Ray actor with detached lifetime error, Job finishes as driver exits. Marking all non-terminal tasks as failed

I have create Detached actor and ran a function meanwhile exited driver.

mport ray


@ray.remote
class Greeter:
    def __init__(self, value):
        self.value = value
        import time
        for i in range(100):
            time.sleep(1)
            print('########', i)

    def say_hello(self):
        import time
        for i in range(100):
            time.sleep(1)
            print('########', i)
        return self.value


a = Greeter.options(lifetime="detached", name="g1").remote("Old Greeting")
a.say_hello.remote()
# Driver exits

Is it supported?

On the dashboard it give error,

Error Type: WORKER_DIED

Job finishes (01000000) as driver exits. Marking all non-terminal tasks as failed.

1 Like

same problem. Is it fixed?

So, I’ve caught to the same issue. I know why it happens, but not sure if it is actually the intention, so, I made a good reprex here. As a note, it has to connect to any cluster, not use the local automatically created by ray.

A failing case:

address = "ray://localhost:10001"
@ray.remote
class myactor:
    def __init__(self):
        self.state = 0

    def increment(self):
        self.state += 1
        sleep(10)
        with open("/tmp/simple_test.txt", "w") as f:
            f.write(f"done {self.state}\n")
        return self.state

conn = ray.init(address = address)

acthdl = myactor.options(name= "testact", lifetime="detached").remote()

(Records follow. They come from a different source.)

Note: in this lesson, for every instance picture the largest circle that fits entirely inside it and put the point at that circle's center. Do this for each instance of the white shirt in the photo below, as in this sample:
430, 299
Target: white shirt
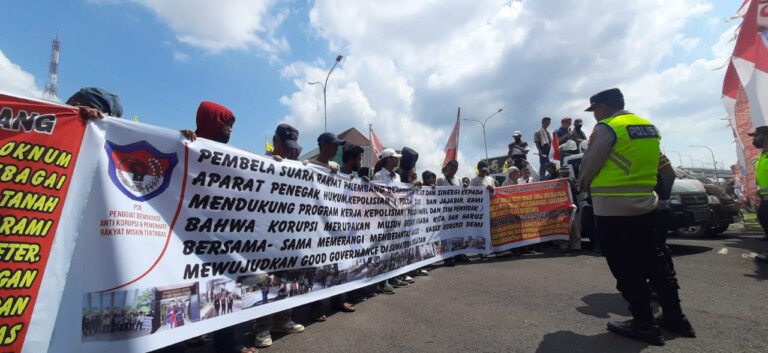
386, 177
543, 137
482, 181
443, 181
532, 179
330, 165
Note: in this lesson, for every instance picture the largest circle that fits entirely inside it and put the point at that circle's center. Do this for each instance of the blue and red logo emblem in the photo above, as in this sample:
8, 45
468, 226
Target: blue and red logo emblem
139, 170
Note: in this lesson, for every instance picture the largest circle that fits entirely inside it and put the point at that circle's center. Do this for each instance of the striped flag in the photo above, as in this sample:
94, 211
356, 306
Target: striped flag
554, 152
750, 59
376, 146
452, 146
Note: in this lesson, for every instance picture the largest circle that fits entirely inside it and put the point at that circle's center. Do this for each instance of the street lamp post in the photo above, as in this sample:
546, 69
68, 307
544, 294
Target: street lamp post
485, 142
690, 159
680, 157
717, 179
325, 85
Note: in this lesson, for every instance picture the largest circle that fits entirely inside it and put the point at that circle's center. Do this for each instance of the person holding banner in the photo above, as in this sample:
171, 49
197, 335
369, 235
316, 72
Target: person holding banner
543, 141
385, 173
449, 179
285, 146
619, 171
760, 140
483, 178
328, 144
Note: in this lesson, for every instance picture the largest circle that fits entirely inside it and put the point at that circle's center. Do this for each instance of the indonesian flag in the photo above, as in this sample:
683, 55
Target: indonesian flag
750, 60
452, 146
731, 85
554, 152
376, 146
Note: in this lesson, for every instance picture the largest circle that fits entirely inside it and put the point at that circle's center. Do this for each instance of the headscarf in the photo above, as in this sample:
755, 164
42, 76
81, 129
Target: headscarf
211, 119
507, 179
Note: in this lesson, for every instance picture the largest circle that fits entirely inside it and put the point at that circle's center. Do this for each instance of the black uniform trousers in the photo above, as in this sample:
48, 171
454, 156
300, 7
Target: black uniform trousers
762, 214
628, 245
663, 276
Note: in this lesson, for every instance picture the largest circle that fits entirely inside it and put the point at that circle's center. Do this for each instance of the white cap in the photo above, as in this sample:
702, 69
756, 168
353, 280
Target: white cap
388, 152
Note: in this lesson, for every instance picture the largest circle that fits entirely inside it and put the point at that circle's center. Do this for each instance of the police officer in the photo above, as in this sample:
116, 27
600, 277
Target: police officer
619, 171
760, 140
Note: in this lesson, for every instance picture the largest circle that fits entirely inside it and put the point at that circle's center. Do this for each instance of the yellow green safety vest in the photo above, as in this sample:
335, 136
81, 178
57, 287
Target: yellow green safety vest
761, 173
633, 161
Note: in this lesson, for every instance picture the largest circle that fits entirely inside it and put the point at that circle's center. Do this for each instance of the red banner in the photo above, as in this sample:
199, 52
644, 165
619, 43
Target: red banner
530, 213
39, 144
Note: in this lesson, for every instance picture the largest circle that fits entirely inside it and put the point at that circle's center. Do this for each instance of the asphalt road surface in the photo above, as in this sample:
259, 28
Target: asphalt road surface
551, 303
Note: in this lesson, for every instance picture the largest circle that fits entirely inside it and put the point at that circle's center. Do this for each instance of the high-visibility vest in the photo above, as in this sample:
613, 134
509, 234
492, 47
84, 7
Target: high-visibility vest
633, 161
761, 173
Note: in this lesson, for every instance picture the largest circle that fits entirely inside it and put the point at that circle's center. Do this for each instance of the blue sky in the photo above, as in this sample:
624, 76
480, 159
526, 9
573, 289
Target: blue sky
408, 64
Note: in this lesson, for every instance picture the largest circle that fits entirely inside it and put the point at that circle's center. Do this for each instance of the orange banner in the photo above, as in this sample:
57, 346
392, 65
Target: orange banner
39, 144
530, 213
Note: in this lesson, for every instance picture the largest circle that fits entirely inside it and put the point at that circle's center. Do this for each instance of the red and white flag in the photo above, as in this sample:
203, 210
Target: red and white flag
376, 146
554, 152
452, 146
750, 60
731, 85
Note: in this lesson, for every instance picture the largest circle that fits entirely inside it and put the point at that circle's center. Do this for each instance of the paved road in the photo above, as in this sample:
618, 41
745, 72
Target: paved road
552, 303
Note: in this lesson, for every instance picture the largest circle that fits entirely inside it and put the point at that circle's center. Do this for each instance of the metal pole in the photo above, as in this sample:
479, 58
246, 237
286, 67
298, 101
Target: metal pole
712, 153
325, 86
679, 157
485, 142
690, 159
482, 123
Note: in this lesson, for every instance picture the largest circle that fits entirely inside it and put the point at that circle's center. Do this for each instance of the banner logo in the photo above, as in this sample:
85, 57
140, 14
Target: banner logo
139, 170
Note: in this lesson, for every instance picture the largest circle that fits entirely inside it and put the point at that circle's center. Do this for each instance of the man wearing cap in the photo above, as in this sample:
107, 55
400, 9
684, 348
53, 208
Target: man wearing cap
389, 159
564, 131
518, 150
578, 135
482, 178
449, 179
760, 140
619, 171
285, 146
329, 145
94, 102
543, 141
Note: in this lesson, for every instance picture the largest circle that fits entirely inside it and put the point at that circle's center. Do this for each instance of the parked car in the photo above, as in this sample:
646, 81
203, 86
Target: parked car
725, 210
691, 214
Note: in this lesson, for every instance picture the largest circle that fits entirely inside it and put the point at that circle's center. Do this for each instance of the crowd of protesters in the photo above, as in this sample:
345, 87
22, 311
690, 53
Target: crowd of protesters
215, 122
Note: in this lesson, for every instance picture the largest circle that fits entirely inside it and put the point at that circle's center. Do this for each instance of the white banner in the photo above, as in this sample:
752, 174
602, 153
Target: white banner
179, 239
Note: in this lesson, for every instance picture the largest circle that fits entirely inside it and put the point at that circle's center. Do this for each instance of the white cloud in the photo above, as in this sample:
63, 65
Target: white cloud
216, 26
409, 65
13, 79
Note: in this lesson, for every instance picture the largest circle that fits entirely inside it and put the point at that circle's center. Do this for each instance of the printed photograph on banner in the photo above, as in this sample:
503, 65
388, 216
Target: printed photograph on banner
175, 306
118, 315
222, 296
461, 243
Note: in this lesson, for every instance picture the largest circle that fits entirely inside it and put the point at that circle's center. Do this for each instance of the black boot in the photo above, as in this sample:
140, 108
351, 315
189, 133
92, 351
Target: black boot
679, 325
649, 333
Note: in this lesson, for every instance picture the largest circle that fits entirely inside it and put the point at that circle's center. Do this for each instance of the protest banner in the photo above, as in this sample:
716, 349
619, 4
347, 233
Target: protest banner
530, 213
39, 144
180, 239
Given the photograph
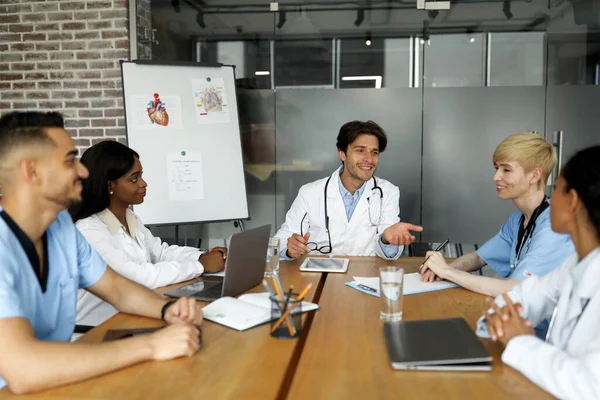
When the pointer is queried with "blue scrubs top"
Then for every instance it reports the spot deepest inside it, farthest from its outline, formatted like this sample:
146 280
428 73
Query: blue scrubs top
546 251
72 264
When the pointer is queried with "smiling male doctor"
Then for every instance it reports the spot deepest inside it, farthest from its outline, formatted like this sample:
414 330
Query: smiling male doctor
351 212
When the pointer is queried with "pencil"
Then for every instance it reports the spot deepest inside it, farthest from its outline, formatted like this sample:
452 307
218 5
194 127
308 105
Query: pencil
287 312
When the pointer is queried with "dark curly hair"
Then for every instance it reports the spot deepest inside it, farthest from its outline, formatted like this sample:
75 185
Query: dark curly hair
582 174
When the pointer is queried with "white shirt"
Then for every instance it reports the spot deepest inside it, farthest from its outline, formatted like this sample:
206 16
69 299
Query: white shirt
140 257
359 236
568 365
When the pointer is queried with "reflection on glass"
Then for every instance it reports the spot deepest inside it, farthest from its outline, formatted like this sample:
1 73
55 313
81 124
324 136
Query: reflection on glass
516 59
454 60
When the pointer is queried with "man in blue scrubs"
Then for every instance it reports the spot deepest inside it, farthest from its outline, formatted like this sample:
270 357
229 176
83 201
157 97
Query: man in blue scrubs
526 245
45 260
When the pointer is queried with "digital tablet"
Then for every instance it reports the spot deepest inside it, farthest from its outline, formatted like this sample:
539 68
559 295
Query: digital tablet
314 264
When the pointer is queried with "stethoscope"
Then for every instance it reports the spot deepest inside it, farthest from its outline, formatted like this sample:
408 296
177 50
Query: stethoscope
327 248
528 234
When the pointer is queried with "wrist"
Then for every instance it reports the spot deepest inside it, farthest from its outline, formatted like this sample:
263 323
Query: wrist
166 306
383 239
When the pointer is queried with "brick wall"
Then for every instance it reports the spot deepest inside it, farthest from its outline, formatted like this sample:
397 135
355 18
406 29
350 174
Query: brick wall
64 55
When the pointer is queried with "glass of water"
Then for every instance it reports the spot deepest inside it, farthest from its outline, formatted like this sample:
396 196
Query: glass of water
272 258
390 293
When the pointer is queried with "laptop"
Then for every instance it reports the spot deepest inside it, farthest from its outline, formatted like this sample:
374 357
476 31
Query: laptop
439 344
244 268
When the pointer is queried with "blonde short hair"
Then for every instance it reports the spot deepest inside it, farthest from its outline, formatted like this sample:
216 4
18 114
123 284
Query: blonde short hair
530 150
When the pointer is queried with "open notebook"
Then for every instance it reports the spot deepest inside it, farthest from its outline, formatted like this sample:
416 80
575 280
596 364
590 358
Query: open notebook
247 311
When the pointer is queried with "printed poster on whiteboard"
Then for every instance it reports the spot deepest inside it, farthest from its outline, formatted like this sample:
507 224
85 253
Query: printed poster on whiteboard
210 100
184 172
154 111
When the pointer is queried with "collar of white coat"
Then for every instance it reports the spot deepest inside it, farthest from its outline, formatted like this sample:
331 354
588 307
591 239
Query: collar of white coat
586 275
113 224
333 189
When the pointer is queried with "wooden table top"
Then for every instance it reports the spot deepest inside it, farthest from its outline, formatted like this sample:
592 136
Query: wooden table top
346 356
231 364
341 354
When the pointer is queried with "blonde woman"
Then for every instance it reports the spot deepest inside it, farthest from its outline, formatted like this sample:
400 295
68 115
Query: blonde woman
525 246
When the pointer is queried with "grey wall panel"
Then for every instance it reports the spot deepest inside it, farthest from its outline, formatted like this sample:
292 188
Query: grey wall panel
308 122
574 110
461 129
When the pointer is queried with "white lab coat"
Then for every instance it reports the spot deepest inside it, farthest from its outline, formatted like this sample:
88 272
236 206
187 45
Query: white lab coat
143 258
357 237
567 367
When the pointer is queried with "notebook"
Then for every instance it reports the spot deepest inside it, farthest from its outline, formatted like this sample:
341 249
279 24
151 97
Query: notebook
439 344
245 312
412 285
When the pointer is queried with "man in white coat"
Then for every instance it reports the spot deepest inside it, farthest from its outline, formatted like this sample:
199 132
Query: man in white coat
567 363
352 212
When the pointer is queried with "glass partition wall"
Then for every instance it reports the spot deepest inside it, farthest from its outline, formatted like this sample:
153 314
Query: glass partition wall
447 86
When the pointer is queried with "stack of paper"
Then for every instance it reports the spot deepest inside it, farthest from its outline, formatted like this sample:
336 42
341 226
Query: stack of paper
247 311
412 285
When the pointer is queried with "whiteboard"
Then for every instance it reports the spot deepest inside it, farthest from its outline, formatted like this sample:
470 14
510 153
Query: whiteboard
182 120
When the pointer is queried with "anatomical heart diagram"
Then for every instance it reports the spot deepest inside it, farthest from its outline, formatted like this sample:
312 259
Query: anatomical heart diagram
157 111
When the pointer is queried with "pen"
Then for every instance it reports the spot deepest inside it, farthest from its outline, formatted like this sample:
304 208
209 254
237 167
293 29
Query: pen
280 296
367 288
291 327
287 312
439 248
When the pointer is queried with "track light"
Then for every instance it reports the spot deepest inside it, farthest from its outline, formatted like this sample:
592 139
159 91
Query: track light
360 16
282 19
506 9
200 19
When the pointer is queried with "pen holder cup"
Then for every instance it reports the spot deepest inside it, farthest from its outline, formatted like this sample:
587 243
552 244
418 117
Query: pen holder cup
291 326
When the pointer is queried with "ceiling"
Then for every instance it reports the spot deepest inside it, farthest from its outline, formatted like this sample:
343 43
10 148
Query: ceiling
244 19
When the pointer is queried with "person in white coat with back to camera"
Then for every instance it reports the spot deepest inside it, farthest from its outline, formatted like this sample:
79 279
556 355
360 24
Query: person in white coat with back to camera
352 212
567 363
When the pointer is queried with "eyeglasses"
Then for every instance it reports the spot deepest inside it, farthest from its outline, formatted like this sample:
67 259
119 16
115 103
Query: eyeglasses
313 246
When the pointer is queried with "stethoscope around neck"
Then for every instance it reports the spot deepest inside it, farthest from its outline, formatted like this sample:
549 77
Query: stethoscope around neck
528 234
328 248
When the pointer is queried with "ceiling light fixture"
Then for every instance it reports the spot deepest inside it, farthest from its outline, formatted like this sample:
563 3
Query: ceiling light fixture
360 17
200 19
282 19
506 9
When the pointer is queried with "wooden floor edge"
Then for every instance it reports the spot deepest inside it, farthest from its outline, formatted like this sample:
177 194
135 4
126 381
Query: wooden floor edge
290 371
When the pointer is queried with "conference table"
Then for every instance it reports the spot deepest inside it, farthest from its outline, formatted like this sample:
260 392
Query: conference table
341 353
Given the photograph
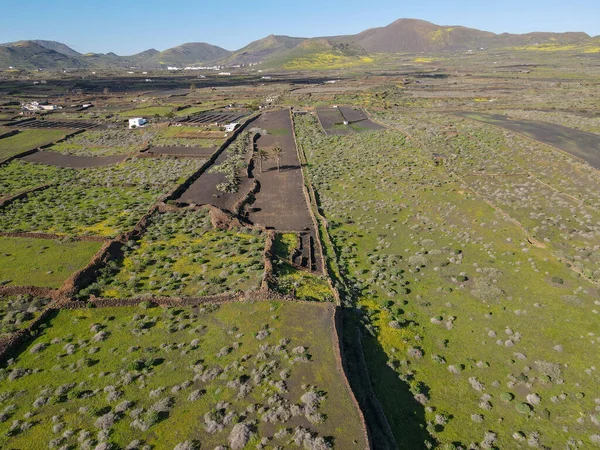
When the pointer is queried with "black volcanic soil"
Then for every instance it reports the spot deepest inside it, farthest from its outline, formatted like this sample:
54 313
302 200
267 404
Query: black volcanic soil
578 143
280 203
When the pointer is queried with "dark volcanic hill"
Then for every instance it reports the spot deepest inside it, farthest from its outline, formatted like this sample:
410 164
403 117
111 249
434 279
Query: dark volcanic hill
413 36
401 36
189 54
28 54
264 49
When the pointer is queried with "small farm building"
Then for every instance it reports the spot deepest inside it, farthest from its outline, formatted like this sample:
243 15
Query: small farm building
137 122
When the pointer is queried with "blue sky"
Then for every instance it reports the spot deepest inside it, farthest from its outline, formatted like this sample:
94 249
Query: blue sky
127 27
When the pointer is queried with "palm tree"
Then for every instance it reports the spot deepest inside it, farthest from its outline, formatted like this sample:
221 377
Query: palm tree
261 155
277 151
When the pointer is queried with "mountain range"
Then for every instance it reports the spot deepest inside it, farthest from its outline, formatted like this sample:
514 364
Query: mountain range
401 36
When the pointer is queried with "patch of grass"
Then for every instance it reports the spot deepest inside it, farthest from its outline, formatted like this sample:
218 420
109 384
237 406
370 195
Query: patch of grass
42 262
166 376
19 176
182 255
28 140
17 312
72 209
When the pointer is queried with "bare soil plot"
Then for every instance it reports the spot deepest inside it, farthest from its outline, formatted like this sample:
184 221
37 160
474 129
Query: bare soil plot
358 119
75 162
204 190
581 144
214 117
56 124
280 203
332 121
183 151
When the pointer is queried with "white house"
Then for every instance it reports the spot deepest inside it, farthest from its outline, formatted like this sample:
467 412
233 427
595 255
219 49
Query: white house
231 126
137 122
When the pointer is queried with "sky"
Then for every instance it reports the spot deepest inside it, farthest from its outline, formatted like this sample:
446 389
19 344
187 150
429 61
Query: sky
128 27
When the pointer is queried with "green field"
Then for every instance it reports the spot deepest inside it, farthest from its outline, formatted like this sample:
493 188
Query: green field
477 332
72 209
105 142
17 312
28 140
233 374
42 262
182 255
19 176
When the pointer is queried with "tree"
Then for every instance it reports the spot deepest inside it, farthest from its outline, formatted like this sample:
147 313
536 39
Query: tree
277 152
261 155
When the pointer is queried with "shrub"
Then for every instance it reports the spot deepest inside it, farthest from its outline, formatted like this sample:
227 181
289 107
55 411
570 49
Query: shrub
523 408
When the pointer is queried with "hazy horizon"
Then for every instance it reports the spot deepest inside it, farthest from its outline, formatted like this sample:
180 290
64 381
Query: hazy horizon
131 28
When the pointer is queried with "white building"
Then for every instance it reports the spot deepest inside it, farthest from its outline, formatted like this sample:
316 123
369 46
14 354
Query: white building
137 122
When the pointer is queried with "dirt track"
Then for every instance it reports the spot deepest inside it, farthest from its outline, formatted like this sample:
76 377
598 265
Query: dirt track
71 161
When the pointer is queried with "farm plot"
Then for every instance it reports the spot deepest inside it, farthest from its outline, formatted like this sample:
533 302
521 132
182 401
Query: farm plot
183 151
293 278
73 209
28 140
19 176
578 143
204 139
181 254
55 125
358 119
158 173
226 181
455 301
213 117
42 262
332 121
149 111
109 142
17 312
231 375
280 204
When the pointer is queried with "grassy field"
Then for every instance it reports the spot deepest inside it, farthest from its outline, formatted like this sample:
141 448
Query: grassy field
105 142
459 308
19 176
204 375
17 312
28 140
73 209
148 111
182 255
42 262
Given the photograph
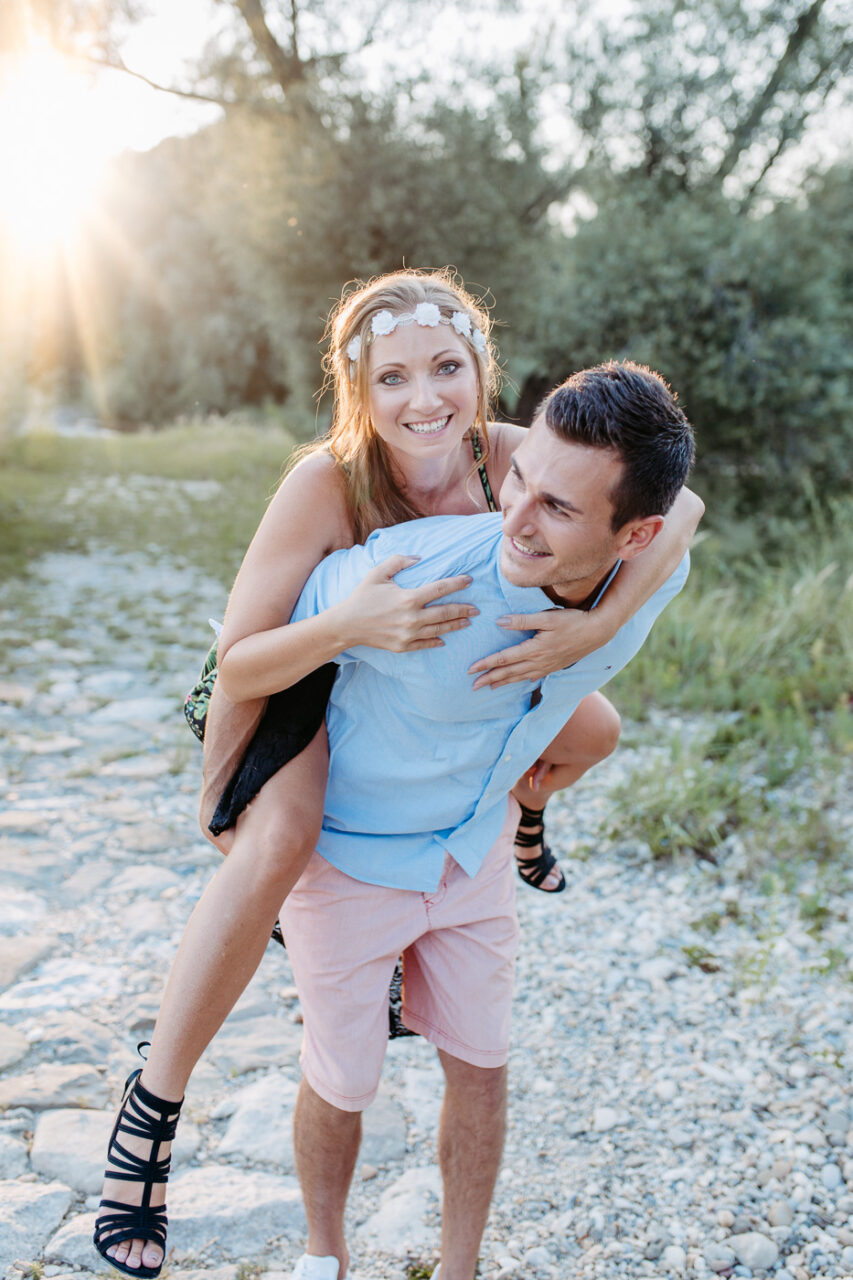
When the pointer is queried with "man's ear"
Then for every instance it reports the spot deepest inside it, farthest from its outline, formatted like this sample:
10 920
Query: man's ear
637 534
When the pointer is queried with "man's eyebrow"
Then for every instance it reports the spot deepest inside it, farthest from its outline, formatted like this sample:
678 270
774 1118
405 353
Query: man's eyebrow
548 497
436 359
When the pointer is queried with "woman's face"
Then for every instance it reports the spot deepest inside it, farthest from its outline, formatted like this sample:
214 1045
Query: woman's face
423 389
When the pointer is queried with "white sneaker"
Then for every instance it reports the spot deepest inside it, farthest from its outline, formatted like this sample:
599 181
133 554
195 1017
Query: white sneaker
311 1267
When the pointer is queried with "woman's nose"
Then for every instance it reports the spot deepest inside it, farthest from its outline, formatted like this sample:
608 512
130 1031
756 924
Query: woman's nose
424 394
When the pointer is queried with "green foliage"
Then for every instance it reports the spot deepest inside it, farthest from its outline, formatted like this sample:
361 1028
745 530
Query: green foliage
763 630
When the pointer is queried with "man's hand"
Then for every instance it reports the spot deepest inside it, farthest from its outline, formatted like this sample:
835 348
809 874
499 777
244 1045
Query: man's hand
562 638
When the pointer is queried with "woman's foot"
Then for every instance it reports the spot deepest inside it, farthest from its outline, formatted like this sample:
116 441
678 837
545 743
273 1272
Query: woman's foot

### we are not waiting for this future, we just want it to do it's thing after we disconnect
fut = acthdl.increment.remote()

## sleep(6) ## if you uncomment, it works as intended

conn.disconnect()

Notice in the Dashboard that it fails, because we never waited for the future handle. Interestingly enough, if you add a sleep after the future and wait for it (not ray.wait), it actually concludes as intended, but defeats the purpose because then this call becomes blocking.

In a more complex case we can actually use an actor to initiate other actors in its __init__. All of the “downstream actors” will conclude their thing. But at the moment the starting actor has to return the “i am ready” to some internal, it gets the same fail as above, but at least kinda “works”. You will see that the file is written.

import ray
from time import sleep
address = "ray://localhost:10001"

@ray.remote
class myactor():
    def __init__(self, starter = False):
        self.state = 0
        self.starter = starter
        if starter:
            hdls = [myactor.options(num_cpus = 0 ).remote() for i in range(10)]
            states = [hdl.increment.remote() for hdl in hdls]
            st = sum(ray.get(states))
            with open("/tmp/test.txt", "w") as f:
                f.write(f"done {st}\n")
            allkilled= [ray.kill(act) for act in hdls]

    def increment(self):
        self.state += 1
        sleep(10)
        return self.state
    

cli = ray.init(address = address)

acthdl = myactor.options(name= "testact", lifetime="detached").remote(starter = True)

cli.disconnect()